Siga-nos

Perfil

Expresso

Política

“Superfundo Ambiental” para preservar os recursos naturais

  • 333

Vista de Monsaraz para o Alqueva

Na versão das Grandes Opções do Plano para 2016 o Governo manifesta a intenção de criar um “Superfundo Ambiental”, juntando todos os fundos desta área, de modo a obter maior capacidade financeira para preservar os recursos naturais, prevenir riscos e reparar danos ecológicos

O Governo pretende criar um "Superfundo Ambiental", juntando todos os fundos desta área, de modo a obter maior capacidade financeira para preservar os recursos naturais, prevenir riscos e reparar danos ecológicos.

Na versão das Grandes Opções do Plano (GOP) para 2016 enviada ao Conselho Económico e Social e a que a Lusa teve acesso esta terça-feira, o executivo de António Costa aponta o objetivo de conseguir maior eficácia da política do Ambiente e concretização efetiva de benefícios ecológicos.

O "Superfundo Ambiental" deverá juntar os atuais Fundo Português de Carbono, Fundo de Intervenção Ambiental, Fundo de Proteção dos Recursos Hídricos, Fundo para a Conservação da Natureza e "eventualmente o Fundo de Eficiência Energética".

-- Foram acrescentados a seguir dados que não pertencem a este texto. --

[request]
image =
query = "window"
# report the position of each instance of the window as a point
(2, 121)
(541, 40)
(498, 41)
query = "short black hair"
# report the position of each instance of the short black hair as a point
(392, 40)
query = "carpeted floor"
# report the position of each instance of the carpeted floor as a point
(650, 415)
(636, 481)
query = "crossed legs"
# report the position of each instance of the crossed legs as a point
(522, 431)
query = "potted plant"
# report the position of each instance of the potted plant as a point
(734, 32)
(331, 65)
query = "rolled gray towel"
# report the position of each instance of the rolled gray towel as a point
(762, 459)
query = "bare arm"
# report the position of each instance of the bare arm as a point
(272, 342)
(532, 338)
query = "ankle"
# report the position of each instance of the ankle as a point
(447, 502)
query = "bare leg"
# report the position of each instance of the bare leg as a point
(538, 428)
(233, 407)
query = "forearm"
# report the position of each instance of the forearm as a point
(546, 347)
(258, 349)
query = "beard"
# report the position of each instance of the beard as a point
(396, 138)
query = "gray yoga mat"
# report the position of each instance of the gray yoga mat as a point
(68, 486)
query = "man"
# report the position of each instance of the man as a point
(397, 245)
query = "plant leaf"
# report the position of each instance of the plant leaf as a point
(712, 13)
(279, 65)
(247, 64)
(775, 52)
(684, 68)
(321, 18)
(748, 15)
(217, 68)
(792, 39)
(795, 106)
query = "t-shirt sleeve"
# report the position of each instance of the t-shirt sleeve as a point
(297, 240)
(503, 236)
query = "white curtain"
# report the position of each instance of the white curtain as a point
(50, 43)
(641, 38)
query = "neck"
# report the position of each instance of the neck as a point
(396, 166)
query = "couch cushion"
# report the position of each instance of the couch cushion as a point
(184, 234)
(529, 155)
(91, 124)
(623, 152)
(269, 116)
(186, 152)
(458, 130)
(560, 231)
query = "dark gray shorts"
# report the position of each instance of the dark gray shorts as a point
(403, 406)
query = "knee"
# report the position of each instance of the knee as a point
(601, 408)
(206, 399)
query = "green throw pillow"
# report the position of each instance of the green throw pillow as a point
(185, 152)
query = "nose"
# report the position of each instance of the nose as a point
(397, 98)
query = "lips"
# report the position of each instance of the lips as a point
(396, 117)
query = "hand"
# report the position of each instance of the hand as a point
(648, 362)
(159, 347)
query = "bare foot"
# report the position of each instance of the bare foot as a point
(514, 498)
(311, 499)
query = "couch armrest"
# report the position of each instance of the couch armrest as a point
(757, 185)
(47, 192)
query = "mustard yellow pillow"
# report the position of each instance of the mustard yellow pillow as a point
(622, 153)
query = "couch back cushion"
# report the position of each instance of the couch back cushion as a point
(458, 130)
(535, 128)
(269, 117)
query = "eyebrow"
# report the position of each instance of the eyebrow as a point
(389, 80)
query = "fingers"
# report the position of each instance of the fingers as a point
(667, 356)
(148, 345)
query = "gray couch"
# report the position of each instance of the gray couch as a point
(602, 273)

Assim, será obtido um instrumento com "maior capacidade financeira para atuar na preservação dos recursos naturais, na prevenção de riscos e na reparação de danos ecológicos", considera o Governo.

Nas GOP, que também aponta o objetivo de avançar com o Simplex do Ambiente, são listadas metas relacionadas com a redução dos efeitos das alterações climáticas e com a adaptação às mudanças que implicam.

O Simplex abarca, por exemplo, o licenciamento industrial zero, para as instalações que reúnam todas as necessárias autorizações ambientais e sanitárias, e "a eliminação de exigências e encargos burocráticos excessivos em matéria ambiental, bem como custos de contexto desproporcionados".

Disponibilizar informação sobre o ambiente e o uso de recursos naturais, integrando-a com os instrumentos de gestão e acompanhamento do uso do território, apostar em boas práticas de contratação pública ecológica e internalizar os custos associados ao uso de recursos naturais, prevendo mecanismos de pagamento por serviços ambientais, definindo um regime de compensação ambiental e regulamentando o seguro obrigatório de responsabilidade civil por danos ao ambiente, são outras intenções do Governo para o ministério liderado por João matos Fernandes.

As GOP referem a redução da utilização de combustíveis fósseis e da poluição do ar através da promoção de bairros com usos mistos, ou seja, juntando habitação, comércio, trabalho, escola e lazer, o que permite a diminuição das deslocações diárias.

O lançamento de um programa de recuperação de passivos ambientais e de tratamento de solos contaminados, e de outro para revitalização dos rios também são contemplados no documento.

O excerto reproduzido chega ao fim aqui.